The research community will prioritize creating hybrid vectors by merging the beneficial properties of multiple systems. Hybrid vectors are designed to utilize the high transduction efficiency of viral systems alongside the safety benefits found in non-viral methods. Teams will use bioprinting and three-dimensional cell culture models to form precise preclinical models which improve vector production and delivery optimization.

References

1. Zwi-Dantsis, L.; Mohamed, S.; Massaro, G.; Moeendarbary, E. Adeno-Associated Virus Vectors: Principles, Practices, and Prospects in Gene Therapy. Viruses. 2025, 17, 239. https://doi.org/10.3390/v17020239.

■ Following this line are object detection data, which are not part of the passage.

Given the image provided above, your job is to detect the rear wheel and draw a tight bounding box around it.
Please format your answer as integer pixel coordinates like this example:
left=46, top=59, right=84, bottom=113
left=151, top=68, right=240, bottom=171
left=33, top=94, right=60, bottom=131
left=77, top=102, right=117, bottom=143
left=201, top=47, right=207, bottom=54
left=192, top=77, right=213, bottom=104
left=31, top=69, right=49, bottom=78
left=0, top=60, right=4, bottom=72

2. Jamour, P.; Jamali, A.; Langeroudi, A.G. Comparing chemical transfection, electroporation, and lentiviral vector transduction to achieve optimal transfection conditions in the Vero cell line. BMC Mol and Cell Biol. 2024, 25, 15. https://doi.org/10.1186/s12860-024-00511-x.
3. Bulcha, J.T.; Wang, Y.; Ma, H. Viral vector platforms within the gene therapy landscape. Sig Transduct Target Ther. 2021, 6, 53. https://doi.org/10.1038/s41392-021-00487-6.
4. Scarsella, L.; Ehrke-Schulz, E.; Paulussen, M.; Thal, S.C.; Ehrhardt, A.; Aydin, M. Advances of Recombinant Adenoviral Vectors in Preclinical and Clinical Applications. Viruses. 2024, 16, 377. https://doi.org/10.3390/v16030377.
5. Distributed under Open Access license CC BY 4.0, without modification.